Le ballon AirParif volant au-dessus du parc André-Citroën dans le XVème arrondissement collecte des données sur l'état ambiant de l'atmosphère parisienne. Pendant 18 mois il a mesuré 7 jours sur 7 la présence de molécules polluantes. Les nouvelles sont loin d'être satisfaisantes en regard à la quantité de particules fines inhalées tous les jours: 100 000 à chaque inspiration. Vivre à Paris, c'est réduire votre espérance de vie de 6 mois.
Cette pollution persistante joue évidement un rôle important sur la santé des parisiens car son impact sur l'espérance de vie est évalué avec précision en référence à une étude APHEKOM (Amélioration de la Connaissance et communication pour la Prise de décisions sur la Pollution atmosphérique et la Santé en Europe) dirigée par l'Institut veille sanitaire. L'OMS s'étant prononcée en octobre sur ses caractéristiques cancérigènes, celle-ci aurait causé le décès en 2011 de 430 000 personnes dans des pays membres de l'UE, indique l'Agence Européenne de l'Environnement.

Les PM1 ces particules polluantes très fines et très toxiques sont analysées par l'appareil de mesure LOAC (light optical aérosol conter) qui se concentre sur les molécules nocives dont le diamètre est de < 1 µm (micromètre).
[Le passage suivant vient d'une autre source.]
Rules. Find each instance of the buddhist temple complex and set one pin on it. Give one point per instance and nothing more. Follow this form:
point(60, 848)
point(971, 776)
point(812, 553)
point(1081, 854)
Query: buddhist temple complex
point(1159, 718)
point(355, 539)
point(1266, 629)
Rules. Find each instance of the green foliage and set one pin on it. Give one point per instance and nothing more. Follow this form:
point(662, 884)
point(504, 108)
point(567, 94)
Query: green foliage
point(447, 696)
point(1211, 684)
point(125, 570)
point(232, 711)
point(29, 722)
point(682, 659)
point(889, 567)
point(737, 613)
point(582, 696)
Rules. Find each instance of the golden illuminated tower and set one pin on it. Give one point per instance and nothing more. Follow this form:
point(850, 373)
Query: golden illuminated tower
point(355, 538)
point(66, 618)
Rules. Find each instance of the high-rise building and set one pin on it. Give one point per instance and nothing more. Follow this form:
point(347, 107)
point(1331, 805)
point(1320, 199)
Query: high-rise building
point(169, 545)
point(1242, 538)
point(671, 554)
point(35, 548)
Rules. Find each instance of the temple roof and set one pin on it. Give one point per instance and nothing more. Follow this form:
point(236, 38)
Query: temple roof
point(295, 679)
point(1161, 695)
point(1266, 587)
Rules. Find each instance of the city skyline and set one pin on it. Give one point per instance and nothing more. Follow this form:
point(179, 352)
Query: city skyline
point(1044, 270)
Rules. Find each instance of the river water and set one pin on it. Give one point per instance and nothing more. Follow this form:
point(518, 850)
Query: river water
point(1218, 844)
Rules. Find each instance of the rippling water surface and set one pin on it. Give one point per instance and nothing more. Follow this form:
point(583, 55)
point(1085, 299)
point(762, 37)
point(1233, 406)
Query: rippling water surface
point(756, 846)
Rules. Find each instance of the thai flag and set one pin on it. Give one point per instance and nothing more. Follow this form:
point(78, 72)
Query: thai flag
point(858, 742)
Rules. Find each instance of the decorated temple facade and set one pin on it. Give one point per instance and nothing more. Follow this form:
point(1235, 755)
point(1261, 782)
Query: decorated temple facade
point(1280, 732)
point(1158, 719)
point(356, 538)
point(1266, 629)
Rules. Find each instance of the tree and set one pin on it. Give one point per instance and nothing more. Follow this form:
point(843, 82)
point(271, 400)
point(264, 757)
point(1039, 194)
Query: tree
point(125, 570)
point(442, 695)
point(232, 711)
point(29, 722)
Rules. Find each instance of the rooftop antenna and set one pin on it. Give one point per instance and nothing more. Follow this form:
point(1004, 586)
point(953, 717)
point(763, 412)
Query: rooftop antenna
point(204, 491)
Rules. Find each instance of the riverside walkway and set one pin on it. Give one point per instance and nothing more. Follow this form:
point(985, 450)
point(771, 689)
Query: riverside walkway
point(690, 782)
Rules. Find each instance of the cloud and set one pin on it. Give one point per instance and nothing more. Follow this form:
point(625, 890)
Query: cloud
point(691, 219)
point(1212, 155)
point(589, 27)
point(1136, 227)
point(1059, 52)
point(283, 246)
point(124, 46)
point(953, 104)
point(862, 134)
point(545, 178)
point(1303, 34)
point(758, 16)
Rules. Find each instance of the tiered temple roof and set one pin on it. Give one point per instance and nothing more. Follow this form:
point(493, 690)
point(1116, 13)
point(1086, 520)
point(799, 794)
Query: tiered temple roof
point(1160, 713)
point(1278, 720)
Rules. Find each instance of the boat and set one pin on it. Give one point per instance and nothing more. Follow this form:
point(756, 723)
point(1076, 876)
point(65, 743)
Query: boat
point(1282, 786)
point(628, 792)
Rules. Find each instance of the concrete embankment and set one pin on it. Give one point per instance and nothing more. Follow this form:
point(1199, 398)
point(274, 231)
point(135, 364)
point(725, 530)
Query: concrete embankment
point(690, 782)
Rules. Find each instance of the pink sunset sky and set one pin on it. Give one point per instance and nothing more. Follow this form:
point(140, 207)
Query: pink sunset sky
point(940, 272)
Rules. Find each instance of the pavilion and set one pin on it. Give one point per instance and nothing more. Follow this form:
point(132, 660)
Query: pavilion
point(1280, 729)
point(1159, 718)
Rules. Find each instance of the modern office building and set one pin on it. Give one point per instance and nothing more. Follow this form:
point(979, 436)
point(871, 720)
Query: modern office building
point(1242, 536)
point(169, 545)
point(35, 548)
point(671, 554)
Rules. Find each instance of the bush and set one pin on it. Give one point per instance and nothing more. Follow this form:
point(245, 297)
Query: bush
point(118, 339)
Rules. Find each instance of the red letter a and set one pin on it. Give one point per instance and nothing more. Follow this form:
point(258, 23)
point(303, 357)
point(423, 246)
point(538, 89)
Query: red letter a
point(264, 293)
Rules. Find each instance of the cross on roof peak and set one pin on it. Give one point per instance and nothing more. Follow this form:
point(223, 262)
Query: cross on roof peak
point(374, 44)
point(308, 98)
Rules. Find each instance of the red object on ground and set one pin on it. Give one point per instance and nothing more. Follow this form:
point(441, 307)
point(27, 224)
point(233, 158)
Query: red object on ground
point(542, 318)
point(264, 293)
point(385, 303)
Ce sont les particules les plus toxiques. Les autres de dimension supérieure à 5 µm s'accumulent dans la partie nasopharyngée, on constate également des molécules de 1 à 5 µm dans la partie trachéobronchiale. #Union Européenne #Cigarette

Ce qui caractérise les particules PM1 est leur propension à se diffuser directement dans les poumons avec la possibilité de se disperser ensuite dans d'autres organes corporels.

L'équivalent de 8 cigarettes dans une pièce de 20 m2

La multiplicité des particules comprises de 0,2 à 1 µm dans chaque litre d'air est 200 fois supérieure à Paris par rapport à la province. Au cours des 2 derniers grands pics polluants pendant les mois de décembre 2012 et mars 2014, on pouvait évaluer une quantité de PM1 de 5 à 15 fois supérieures à une journée ordinaire.
Le record est battu le 13 décembre à dix-huit heures avec 6 millions de particules très fines < 1µm par litre d'air (30 fois plus qu'une journée courante) rendant l'environnement comparable à celui d'un tabagisme passif en considérant la fumée produite de 8 cigarettes dans un local de 20 m2, la quantité moléculaire d'émanation étant similaire.